Study Links Gut Bacteria with Chemoresistance to Colorectal Cancer
Bacterium may hold the key to preventing resistance to chemotherapy.
A specific gut bacteria is associated with cancer recurrence and poor outcomes in patients with colorectal cancer, new findings indicate.
Fusobacterium nucleatum is a heterogeneous oral pathogen that also commonly resides in the human gut mucosa. In prior research, gut microbiota has been linked to chronic inflammation and carcinogens.
In a study published in Cell, investigators sought to examine whether gut microbiota contributes to chemotherapy resistance in patients with colorectal cancer, the second leading cause of cancer-related death worldwide.
“We treat patients with chemotherapy so that it will ultimately induce tumor cell apoptosis,” said author Weiping Zou, MD, PhD. “But some cancer cells have a way to avoid apoptosis that is induced by chemotherapy. Those cells escape from the apoptosis process by activating a cell-survival mechanism called autophagy. That mechanism protects cancer cells from destructing.
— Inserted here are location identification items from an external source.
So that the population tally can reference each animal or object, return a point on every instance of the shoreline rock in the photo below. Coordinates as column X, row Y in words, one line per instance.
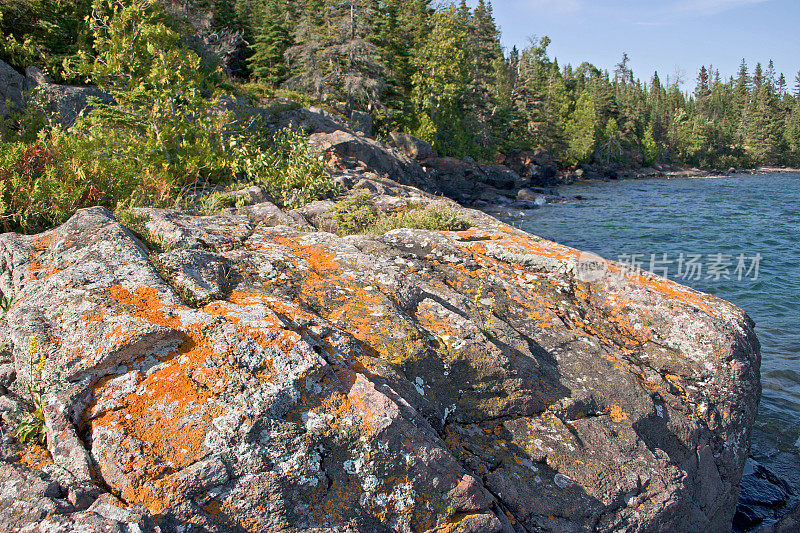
column 485, row 379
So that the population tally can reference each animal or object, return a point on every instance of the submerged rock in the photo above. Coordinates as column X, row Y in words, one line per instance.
column 249, row 377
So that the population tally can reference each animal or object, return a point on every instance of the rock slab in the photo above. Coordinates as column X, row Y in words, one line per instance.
column 252, row 377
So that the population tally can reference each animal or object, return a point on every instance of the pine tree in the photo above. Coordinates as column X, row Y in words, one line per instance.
column 581, row 130
column 271, row 40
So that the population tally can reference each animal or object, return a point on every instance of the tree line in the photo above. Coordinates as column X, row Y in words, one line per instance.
column 440, row 73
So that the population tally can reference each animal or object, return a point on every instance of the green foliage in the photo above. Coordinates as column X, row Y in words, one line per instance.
column 284, row 164
column 355, row 214
column 32, row 428
column 160, row 121
column 5, row 304
column 43, row 183
column 44, row 33
column 650, row 150
column 271, row 39
column 581, row 131
column 431, row 218
column 358, row 214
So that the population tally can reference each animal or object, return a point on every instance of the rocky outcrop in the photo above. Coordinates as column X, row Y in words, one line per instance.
column 344, row 150
column 12, row 89
column 410, row 146
column 248, row 376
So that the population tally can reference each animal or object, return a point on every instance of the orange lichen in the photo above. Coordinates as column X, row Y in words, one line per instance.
column 617, row 414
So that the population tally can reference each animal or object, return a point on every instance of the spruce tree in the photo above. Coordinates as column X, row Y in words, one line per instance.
column 267, row 63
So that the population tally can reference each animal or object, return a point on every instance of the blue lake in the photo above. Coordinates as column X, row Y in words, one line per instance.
column 725, row 226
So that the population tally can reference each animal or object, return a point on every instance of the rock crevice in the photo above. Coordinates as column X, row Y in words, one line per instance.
column 415, row 381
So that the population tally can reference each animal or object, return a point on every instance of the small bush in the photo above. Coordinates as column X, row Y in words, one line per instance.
column 432, row 218
column 355, row 214
column 31, row 428
column 284, row 164
column 359, row 215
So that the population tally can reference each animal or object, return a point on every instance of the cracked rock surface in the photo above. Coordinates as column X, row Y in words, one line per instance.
column 261, row 377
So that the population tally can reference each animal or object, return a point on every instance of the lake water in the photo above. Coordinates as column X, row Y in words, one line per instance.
column 713, row 231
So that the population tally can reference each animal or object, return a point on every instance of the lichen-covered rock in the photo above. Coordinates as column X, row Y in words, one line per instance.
column 248, row 377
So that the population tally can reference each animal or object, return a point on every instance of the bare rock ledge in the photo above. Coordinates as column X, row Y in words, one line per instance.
column 275, row 378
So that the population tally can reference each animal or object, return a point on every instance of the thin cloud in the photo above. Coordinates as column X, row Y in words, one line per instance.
column 560, row 7
column 711, row 7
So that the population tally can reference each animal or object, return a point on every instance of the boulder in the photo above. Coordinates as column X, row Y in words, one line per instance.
column 501, row 177
column 65, row 103
column 480, row 380
column 36, row 77
column 410, row 146
column 12, row 88
column 456, row 178
column 344, row 150
column 362, row 123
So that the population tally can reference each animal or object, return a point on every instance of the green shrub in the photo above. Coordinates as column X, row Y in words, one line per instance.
column 32, row 428
column 285, row 165
column 359, row 215
column 355, row 214
column 43, row 183
column 431, row 218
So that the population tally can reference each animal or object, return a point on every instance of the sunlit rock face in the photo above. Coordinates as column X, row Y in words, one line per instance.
column 258, row 377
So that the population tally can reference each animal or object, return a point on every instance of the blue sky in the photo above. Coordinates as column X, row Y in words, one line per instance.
column 663, row 35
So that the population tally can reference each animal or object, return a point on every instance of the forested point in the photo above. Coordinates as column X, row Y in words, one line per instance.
column 157, row 130
column 441, row 74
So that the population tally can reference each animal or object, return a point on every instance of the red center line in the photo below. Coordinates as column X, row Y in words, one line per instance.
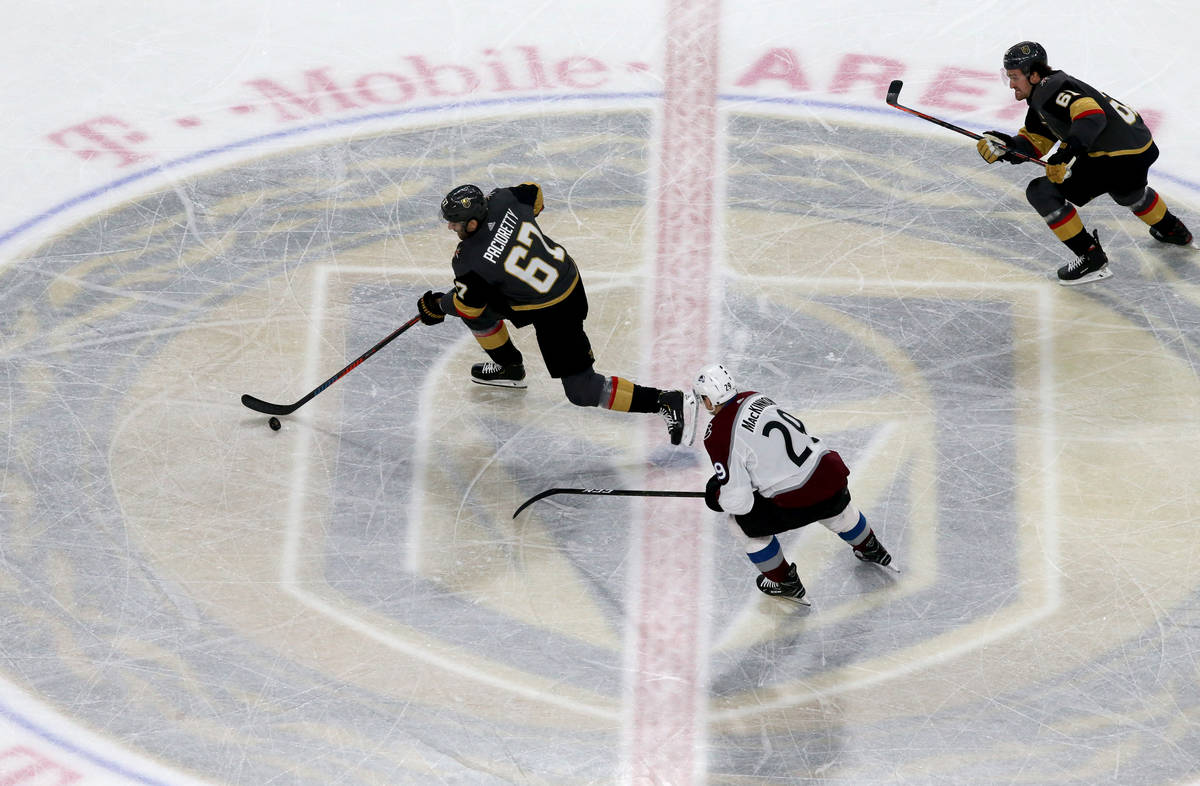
column 669, row 679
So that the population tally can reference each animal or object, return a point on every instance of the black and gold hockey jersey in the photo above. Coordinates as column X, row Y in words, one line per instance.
column 1066, row 109
column 509, row 264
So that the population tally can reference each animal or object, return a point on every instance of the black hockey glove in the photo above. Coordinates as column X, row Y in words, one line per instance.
column 991, row 150
column 712, row 492
column 429, row 307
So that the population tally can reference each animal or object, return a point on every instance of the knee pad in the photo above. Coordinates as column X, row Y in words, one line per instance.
column 1044, row 196
column 583, row 388
column 1135, row 201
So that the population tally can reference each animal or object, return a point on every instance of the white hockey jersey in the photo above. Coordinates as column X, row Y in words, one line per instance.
column 755, row 445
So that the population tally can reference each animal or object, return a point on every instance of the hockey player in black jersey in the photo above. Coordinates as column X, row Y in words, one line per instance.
column 505, row 269
column 1103, row 148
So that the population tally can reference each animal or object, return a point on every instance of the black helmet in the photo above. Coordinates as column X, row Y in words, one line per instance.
column 1026, row 57
column 465, row 203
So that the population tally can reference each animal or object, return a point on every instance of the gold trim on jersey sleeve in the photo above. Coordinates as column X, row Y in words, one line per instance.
column 1042, row 144
column 492, row 337
column 1085, row 105
column 463, row 310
“Once autophagy is active, the cancer becomes resistant to chemotherapy. Then Fusobacterium nucleatum keeps autophagy turned on. That’s how the tumor cells may be able to avoid the induced apoptosis.”
Although autophagy can normally be switched on or off, F. nucleatum prevents the expression of 2 microRNAs preventing autophagy from switching off, according to the authors.
Prior studies have shown that adaptive immunity is reversely associated with resistance of cisplatin. Based on these findings, the investigators sought to determine whether bacterium-mediated innate immune signaling regulates chemotherapy resistance in colon cancer.
The innate immune system refers to the cells and molecular mechanisms that attack pathogens, whereas the adaptive immune system refers to the body’s response to specific antigens.
“We knew that the body uses both systems, adaptive and innate, to fight cancer and infectious pathogens,” Dr Zou said. “That gave us the inspiration to look further at bacterium associated with innate immune signaling.
“The results of the research were a surprise. We did not expect the bacterium to contribute to chemoresistance.”
Despite these findings there are still several other questions regarding F. nucleatum that remains unanswered, the authors noted. This includes what would happen if the bacterium was reduced or blocked, and whether other prevalent bacterium creates a similar issue with chemotherapy resistance.
“Right now, we don’t have a specific approach to selectively treat or control Fusobacterium nucleatum,” Dr Zou said. “Also, we don’t know if an abundance of this bacterium is found in any other types of cancer chemoresistance. Still, based on our studies, we think that if we deal with this bacterium, we may be able to delay and prevent chemoresistance in colorectal cancer.”